New Tennessee Summary Judgment Standard

By Abby Webb
(901) 328-8223
awebb@swlawpllc.com

The Tennessee General Assembly passed a new summary judgment standard for all civil actions filed on or after July 1, 2011 in state court.  The new standard  set forth in Tennessee Code Annotated § 20-16-101, will theoretically make it easier to obtain summary judgment on meritless lawsuits than the prior standard articulated in the Tennessee Supreme Court opinion, Hannan v. Alltel Publishing Company.  In 2008, the Hannan decision sought to clarify the summary judgment standard in Tennessee making it clear that Tennessee did not adopt the “put up or shut up” standard that had long been applied in Federal Court.   Now the new statute will serve to overrule Hannan and adopt the “put up or shut up” standard through the second of its two prongs.Watch movie online The Transporter Refueled (2015)

 

The new statute will allow the Defendant to prevail on a Motion for Summary Judgment if he:  1) Submits affirmative evidence that negates an essential element of the nonmoving party’s claim; or  (2) Demonstrates to the court that the nonmoving party’s evidence is insufficient to establish an essential element of the nonmoving party’s claim.  In comparison, the Hannan decision required that the moving party either: 1) Afffirmatively negate an essential element of the nonmovant’s claim; or 2) show that the nonmoving party cannot prove an essential element of its claim at trial.  The addition of the “at trial” language in Hannan caused confusion as to when a trial judge could safely dismiss a meritless case making it more difficult to have a case dismissed at the summary judgment phase.  However, under the new statute, if a Defendant can show after discovery that the Plaintiff does not have sufficient evidence to establish one of the elements of their claim, the burden will shift to the Plaintiff to “put up” the proof or summary judgment will be granted.
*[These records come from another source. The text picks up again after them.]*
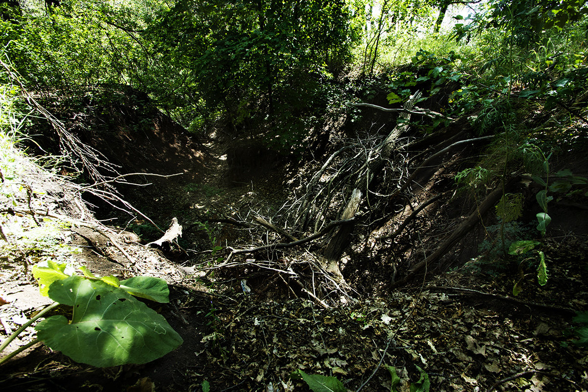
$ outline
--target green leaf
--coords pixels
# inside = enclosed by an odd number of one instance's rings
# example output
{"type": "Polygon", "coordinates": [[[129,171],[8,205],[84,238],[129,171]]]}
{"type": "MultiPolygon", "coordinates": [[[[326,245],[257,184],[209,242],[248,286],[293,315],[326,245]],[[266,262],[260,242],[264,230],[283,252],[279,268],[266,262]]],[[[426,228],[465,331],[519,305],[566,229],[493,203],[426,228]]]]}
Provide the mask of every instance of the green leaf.
{"type": "Polygon", "coordinates": [[[574,323],[584,323],[588,324],[588,311],[577,311],[576,316],[572,318],[572,321],[574,323]]]}
{"type": "Polygon", "coordinates": [[[564,169],[556,173],[555,175],[557,177],[567,177],[568,176],[573,176],[573,173],[569,169],[564,169]]]}
{"type": "Polygon", "coordinates": [[[35,279],[38,280],[39,290],[41,295],[46,297],[49,286],[56,280],[65,279],[71,275],[66,272],[68,266],[66,263],[57,263],[53,260],[47,262],[47,266],[33,266],[32,273],[35,279]]]}
{"type": "Polygon", "coordinates": [[[544,212],[540,212],[536,215],[537,220],[539,224],[537,225],[537,230],[539,230],[541,235],[544,236],[547,232],[547,225],[551,222],[551,217],[544,212]]]}
{"type": "Polygon", "coordinates": [[[52,283],[49,296],[73,306],[73,317],[71,323],[63,316],[41,321],[37,336],[74,361],[99,367],[145,363],[182,344],[163,316],[101,280],[70,276],[52,283]]]}
{"type": "Polygon", "coordinates": [[[397,103],[402,102],[402,98],[400,98],[397,94],[391,92],[386,97],[390,103],[397,103]]]}
{"type": "Polygon", "coordinates": [[[552,192],[567,192],[572,189],[572,184],[568,180],[557,180],[549,186],[549,190],[552,192]]]}
{"type": "Polygon", "coordinates": [[[540,90],[523,90],[520,92],[520,96],[522,98],[528,98],[534,96],[540,92],[541,92],[540,90]]]}
{"type": "Polygon", "coordinates": [[[574,334],[577,336],[577,340],[572,340],[572,343],[576,346],[588,346],[588,327],[579,327],[574,329],[574,334]]]}
{"type": "Polygon", "coordinates": [[[396,389],[396,386],[400,384],[400,378],[396,374],[396,368],[389,365],[384,366],[386,366],[386,368],[390,372],[390,376],[392,378],[392,383],[390,386],[390,392],[398,392],[398,390],[396,389]]]}
{"type": "Polygon", "coordinates": [[[531,177],[531,178],[533,179],[533,181],[538,183],[539,185],[541,185],[542,186],[547,186],[547,183],[545,182],[545,181],[543,180],[543,179],[541,178],[539,176],[533,176],[531,177]]]}
{"type": "Polygon", "coordinates": [[[313,392],[346,392],[341,381],[335,377],[307,374],[302,370],[298,371],[313,392]]]}
{"type": "Polygon", "coordinates": [[[510,244],[509,247],[509,254],[516,256],[517,254],[524,254],[529,250],[533,249],[537,245],[540,245],[540,242],[537,242],[533,240],[528,241],[515,241],[510,244]]]}
{"type": "Polygon", "coordinates": [[[537,267],[537,279],[541,286],[545,286],[547,283],[547,266],[545,263],[545,254],[541,251],[539,251],[539,266],[537,267]]]}
{"type": "Polygon", "coordinates": [[[416,367],[420,372],[420,378],[419,378],[419,381],[410,385],[410,392],[429,392],[429,389],[431,387],[429,375],[418,366],[416,367]]]}
{"type": "Polygon", "coordinates": [[[121,282],[121,288],[135,297],[168,303],[169,288],[165,280],[152,276],[133,276],[121,282]]]}
{"type": "Polygon", "coordinates": [[[544,212],[547,212],[547,203],[553,200],[553,196],[547,196],[547,191],[543,189],[537,192],[535,197],[537,199],[537,202],[539,203],[541,209],[544,212]]]}

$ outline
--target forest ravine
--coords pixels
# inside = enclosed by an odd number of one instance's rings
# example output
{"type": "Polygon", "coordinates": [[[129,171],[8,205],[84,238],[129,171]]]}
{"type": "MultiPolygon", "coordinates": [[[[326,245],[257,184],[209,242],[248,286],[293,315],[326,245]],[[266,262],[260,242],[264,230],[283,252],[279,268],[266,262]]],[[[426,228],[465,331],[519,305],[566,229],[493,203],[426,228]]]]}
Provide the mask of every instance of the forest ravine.
{"type": "Polygon", "coordinates": [[[2,390],[588,390],[586,2],[456,4],[0,4],[2,390]]]}

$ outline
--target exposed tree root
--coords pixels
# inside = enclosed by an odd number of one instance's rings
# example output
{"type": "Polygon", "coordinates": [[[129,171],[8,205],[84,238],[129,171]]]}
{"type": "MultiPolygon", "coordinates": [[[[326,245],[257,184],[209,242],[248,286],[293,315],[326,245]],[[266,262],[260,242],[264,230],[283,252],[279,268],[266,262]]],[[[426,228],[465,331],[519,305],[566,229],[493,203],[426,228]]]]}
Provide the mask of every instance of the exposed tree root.
{"type": "MultiPolygon", "coordinates": [[[[517,179],[514,178],[510,180],[506,188],[510,187],[516,182],[517,179]]],[[[414,279],[421,270],[425,268],[427,264],[433,264],[440,259],[455,243],[459,240],[463,236],[467,234],[482,219],[488,211],[493,207],[500,197],[502,197],[503,187],[502,185],[497,187],[488,196],[486,197],[477,209],[472,213],[469,216],[457,229],[453,231],[449,236],[437,249],[428,256],[425,256],[425,260],[413,266],[408,272],[408,273],[403,278],[397,280],[392,284],[392,287],[397,287],[406,284],[409,281],[414,279]]]]}

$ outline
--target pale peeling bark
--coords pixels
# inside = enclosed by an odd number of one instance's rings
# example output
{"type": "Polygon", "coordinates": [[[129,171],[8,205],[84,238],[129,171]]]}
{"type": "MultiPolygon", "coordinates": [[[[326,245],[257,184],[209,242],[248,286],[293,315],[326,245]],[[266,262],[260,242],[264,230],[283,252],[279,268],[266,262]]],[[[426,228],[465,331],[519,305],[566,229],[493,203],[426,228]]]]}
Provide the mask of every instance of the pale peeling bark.
{"type": "Polygon", "coordinates": [[[172,242],[178,237],[182,236],[182,225],[178,223],[178,218],[172,218],[172,223],[169,225],[169,228],[165,232],[165,234],[156,241],[150,242],[147,244],[147,246],[157,245],[161,247],[165,242],[172,242]]]}

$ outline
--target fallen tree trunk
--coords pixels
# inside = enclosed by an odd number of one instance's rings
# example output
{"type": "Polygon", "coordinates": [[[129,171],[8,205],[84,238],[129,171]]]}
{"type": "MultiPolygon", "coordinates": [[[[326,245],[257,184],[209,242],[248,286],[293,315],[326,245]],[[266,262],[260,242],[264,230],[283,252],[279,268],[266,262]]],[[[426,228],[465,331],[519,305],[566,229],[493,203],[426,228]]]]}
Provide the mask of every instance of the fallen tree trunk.
{"type": "Polygon", "coordinates": [[[420,272],[425,267],[428,267],[429,265],[433,264],[437,262],[439,259],[441,258],[444,254],[445,254],[455,244],[458,240],[461,239],[462,237],[466,235],[469,232],[470,230],[480,221],[482,220],[482,217],[485,215],[488,211],[490,210],[498,201],[502,197],[503,194],[503,188],[505,189],[508,189],[515,183],[517,181],[517,178],[513,178],[509,182],[509,183],[503,187],[501,184],[500,186],[497,187],[494,190],[493,190],[490,195],[486,196],[484,201],[478,206],[478,207],[460,225],[457,229],[453,230],[453,232],[451,233],[447,239],[446,239],[443,243],[442,243],[435,250],[433,253],[427,256],[425,255],[424,260],[420,263],[417,263],[416,265],[413,266],[412,268],[409,270],[408,273],[406,276],[400,280],[397,280],[392,283],[392,287],[397,287],[399,286],[402,286],[408,282],[409,280],[414,279],[417,273],[420,272]]]}
{"type": "MultiPolygon", "coordinates": [[[[370,154],[375,158],[372,162],[366,162],[360,171],[359,175],[355,181],[351,197],[345,206],[341,219],[351,219],[359,210],[359,206],[363,200],[363,190],[368,189],[375,175],[382,170],[388,161],[394,149],[396,139],[401,134],[408,130],[409,125],[405,123],[410,119],[411,110],[421,95],[420,92],[417,92],[405,103],[403,109],[405,112],[400,116],[400,118],[403,119],[405,122],[402,125],[394,127],[377,150],[370,154]]],[[[353,227],[354,225],[352,222],[336,229],[325,248],[324,256],[327,264],[325,269],[336,276],[341,276],[339,268],[339,260],[348,244],[348,238],[353,232],[353,227]]]]}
Therefore, the new standard will hopefully weed out frivolous claims prior to the trial phase of litigation and deter the filing of the more difficult cases to prove.

 

However, the Hannan standard should not be shelved by attorneys too quickly as it will still be utilized in cases filed prior to July 1, 2011.  We can also expect that there will likely be constitutional challenges to the new statute in the future as cases are appealed. Other interesting questions of law will likely emerge such as which standard applies, especially in cases which are nonsuited and refiled after July 1, 2011. If one reads the Myers v. AMISUB (SFH), Inc., opinion, which addressed whether the new notice and certificate of consultation requirements applied in a medical malpractice case nonsuited and refiled after the new statute went into affect, there is a good chance that the better argument will be that the new summary judgment standard will apply to nonsuited cases refiled after July 1, 2011.  This could also affect the amount of nonsuits filed by Plaintiffs in cases filed prior to July 1, especially if they have concerns that they could not survive the new standard.